Gabon : pourquoi le crédit bancaire coûte deux fois plus cher qu’au Tchad

Au premier trimestre 2026, l’écart de coût du crédit entre les deux extrémités de la CEMAC atteint 14,5 points de pourcentage. Le taux effectif global moyen s’établit à 21,51 % au Gabon, contre 7,02 % au Tchad, pour une moyenne régionale de 12,36 %. Entre ces deux bornes, la Guinée Équatoriale (17,44 %), la Centrafrique (13,03 %), le Congo (10,07 %) et le Cameroun (8,97 %) dessinent une hiérarchie des coûts de financement à l’intérieur d’une même zone monétaire, avec un taux directeur commun fixé par la BEAC.

Le rapport de la Banque Centrale permet d’isoler une partie de l’explication : le spread, c’est-à-dire l’écart entre le taux nominal et le taux effectif global, qui capture les commissions et frais annexes appliqués par les banques. Ce spread moyen régional s’établit à 4,97 % au premier trimestre 2026, mais varie fortement selon les segments de clientèle. Les Particuliers supportent le taux effectif global le plus élevé de la CEMAC, à 17,38 %, tandis que les PME bénéficient des conditions les plus favorables, à 10,91 %. Cette structure suggère qu’une partie de l’écart Gabon-Tchad tient à la composition du portefeuille de crédit de chaque pays, un marché plus orienté Particuliers appliquant mécaniquement des taux moyens plus élevés qu’un marché dominé par le financement des PME ou des grandes entreprises.

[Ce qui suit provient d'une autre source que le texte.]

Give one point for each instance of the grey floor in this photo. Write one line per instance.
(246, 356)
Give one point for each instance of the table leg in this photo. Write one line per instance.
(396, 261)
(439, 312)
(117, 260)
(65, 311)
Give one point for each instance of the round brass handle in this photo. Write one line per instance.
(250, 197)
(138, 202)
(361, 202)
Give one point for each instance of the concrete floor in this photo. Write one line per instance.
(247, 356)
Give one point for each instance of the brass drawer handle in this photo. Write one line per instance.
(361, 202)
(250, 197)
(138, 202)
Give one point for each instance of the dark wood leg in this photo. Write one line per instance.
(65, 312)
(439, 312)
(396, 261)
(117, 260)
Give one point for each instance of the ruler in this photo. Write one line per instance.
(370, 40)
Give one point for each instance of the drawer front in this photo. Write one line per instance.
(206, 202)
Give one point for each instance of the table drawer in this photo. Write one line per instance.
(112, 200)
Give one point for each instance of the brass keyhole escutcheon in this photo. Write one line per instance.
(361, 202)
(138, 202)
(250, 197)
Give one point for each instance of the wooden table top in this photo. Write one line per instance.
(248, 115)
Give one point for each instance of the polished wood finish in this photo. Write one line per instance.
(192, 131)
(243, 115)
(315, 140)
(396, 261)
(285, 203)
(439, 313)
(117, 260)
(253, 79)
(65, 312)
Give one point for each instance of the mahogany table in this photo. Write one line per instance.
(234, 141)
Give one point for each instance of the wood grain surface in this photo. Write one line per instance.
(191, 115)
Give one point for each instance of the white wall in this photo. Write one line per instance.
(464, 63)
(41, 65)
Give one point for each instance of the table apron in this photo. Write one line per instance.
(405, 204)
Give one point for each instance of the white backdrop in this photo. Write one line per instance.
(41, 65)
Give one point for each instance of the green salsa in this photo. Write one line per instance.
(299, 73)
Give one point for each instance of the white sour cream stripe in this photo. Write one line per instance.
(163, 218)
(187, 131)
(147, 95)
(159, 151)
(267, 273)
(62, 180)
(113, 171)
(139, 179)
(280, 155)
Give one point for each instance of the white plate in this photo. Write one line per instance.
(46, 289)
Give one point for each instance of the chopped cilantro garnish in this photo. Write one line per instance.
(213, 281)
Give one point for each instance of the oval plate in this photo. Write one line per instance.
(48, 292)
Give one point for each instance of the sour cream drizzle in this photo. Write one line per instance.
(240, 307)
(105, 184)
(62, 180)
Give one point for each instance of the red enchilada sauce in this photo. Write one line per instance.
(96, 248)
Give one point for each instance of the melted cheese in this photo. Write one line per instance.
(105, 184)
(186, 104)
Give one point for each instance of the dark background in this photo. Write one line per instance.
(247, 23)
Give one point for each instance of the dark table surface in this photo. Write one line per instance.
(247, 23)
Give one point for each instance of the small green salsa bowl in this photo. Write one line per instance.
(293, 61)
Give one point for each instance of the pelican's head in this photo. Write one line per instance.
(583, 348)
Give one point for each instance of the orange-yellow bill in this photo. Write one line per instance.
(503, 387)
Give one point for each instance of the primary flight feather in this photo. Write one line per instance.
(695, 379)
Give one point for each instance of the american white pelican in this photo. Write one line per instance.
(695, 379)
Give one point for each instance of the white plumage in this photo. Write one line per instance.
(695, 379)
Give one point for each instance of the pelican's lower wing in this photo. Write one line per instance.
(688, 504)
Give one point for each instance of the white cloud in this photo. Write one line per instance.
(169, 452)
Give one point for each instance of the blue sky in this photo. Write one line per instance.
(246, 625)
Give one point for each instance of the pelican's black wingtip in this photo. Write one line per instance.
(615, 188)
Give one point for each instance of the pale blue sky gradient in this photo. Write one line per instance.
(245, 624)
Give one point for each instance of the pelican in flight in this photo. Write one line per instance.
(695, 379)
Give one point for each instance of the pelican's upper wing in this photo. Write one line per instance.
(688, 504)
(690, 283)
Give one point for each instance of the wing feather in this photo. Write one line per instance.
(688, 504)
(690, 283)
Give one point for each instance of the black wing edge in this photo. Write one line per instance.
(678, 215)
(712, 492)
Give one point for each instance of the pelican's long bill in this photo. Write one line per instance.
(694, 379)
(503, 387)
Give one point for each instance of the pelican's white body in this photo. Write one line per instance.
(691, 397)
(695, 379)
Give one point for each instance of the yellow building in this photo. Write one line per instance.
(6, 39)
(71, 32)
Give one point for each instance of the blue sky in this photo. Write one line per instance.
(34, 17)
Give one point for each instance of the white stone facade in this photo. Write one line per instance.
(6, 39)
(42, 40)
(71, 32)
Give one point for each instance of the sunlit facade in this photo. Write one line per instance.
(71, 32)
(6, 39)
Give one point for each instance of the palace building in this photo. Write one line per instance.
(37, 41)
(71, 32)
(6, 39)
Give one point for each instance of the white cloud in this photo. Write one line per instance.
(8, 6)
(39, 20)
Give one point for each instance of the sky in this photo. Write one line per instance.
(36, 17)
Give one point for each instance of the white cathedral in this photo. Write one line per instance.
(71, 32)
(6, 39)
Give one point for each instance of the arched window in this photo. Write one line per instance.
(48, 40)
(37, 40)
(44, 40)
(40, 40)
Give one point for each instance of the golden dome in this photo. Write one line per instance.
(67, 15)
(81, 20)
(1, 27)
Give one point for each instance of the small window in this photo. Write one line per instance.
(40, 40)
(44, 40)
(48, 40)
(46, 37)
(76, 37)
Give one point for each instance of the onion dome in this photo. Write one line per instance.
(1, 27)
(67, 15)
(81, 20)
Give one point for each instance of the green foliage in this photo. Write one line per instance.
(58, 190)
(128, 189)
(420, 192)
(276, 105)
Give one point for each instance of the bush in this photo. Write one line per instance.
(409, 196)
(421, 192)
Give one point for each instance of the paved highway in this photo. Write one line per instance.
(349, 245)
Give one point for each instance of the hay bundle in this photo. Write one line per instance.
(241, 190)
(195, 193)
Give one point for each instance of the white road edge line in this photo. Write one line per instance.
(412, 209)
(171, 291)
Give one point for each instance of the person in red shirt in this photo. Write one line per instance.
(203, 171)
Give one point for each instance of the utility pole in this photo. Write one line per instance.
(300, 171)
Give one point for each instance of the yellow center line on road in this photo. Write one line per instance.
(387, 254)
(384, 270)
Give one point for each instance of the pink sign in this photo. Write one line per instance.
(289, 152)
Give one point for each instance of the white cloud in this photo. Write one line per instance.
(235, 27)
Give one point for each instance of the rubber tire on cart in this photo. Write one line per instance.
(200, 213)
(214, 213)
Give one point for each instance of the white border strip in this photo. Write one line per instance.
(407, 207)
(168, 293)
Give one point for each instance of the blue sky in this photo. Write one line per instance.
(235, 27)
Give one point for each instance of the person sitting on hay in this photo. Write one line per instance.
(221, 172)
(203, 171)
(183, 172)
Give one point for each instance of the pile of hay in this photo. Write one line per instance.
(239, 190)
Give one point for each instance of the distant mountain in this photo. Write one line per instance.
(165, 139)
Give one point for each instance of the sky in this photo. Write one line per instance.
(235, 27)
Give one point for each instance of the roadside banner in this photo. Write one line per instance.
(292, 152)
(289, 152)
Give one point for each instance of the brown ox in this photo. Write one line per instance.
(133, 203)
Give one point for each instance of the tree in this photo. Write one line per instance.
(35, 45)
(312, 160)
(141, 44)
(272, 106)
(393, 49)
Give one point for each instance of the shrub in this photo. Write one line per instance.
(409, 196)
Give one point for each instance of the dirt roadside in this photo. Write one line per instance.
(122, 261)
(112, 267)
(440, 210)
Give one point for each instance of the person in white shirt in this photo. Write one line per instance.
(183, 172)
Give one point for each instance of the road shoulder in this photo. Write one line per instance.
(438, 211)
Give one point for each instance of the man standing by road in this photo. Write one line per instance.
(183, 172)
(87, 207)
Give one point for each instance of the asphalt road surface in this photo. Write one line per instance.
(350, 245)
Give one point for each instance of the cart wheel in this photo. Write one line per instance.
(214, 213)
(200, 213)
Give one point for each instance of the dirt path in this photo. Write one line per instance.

Un second facteur tient à la structure de la liquidité bancaire elle-même. La trésorerie nette du système bancaire de la CEMAC reste excédentaire de 7 737 milliards de fcfa au 31 mars 2026, soit 27 % du total du bilan régional. Mais cet excédent n’est pas réparti uniformément entre pays, et le rapport ne détaille pas la position de liquidité banque par banque. Une trésorerie plus contrainte dans le système bancaire gabonais renchérirait mécaniquement le coût de refinancement interne des établissements de crédit, qu’ils répercutent ensuite sur leurs clients sous forme de primes de risque plus élevées.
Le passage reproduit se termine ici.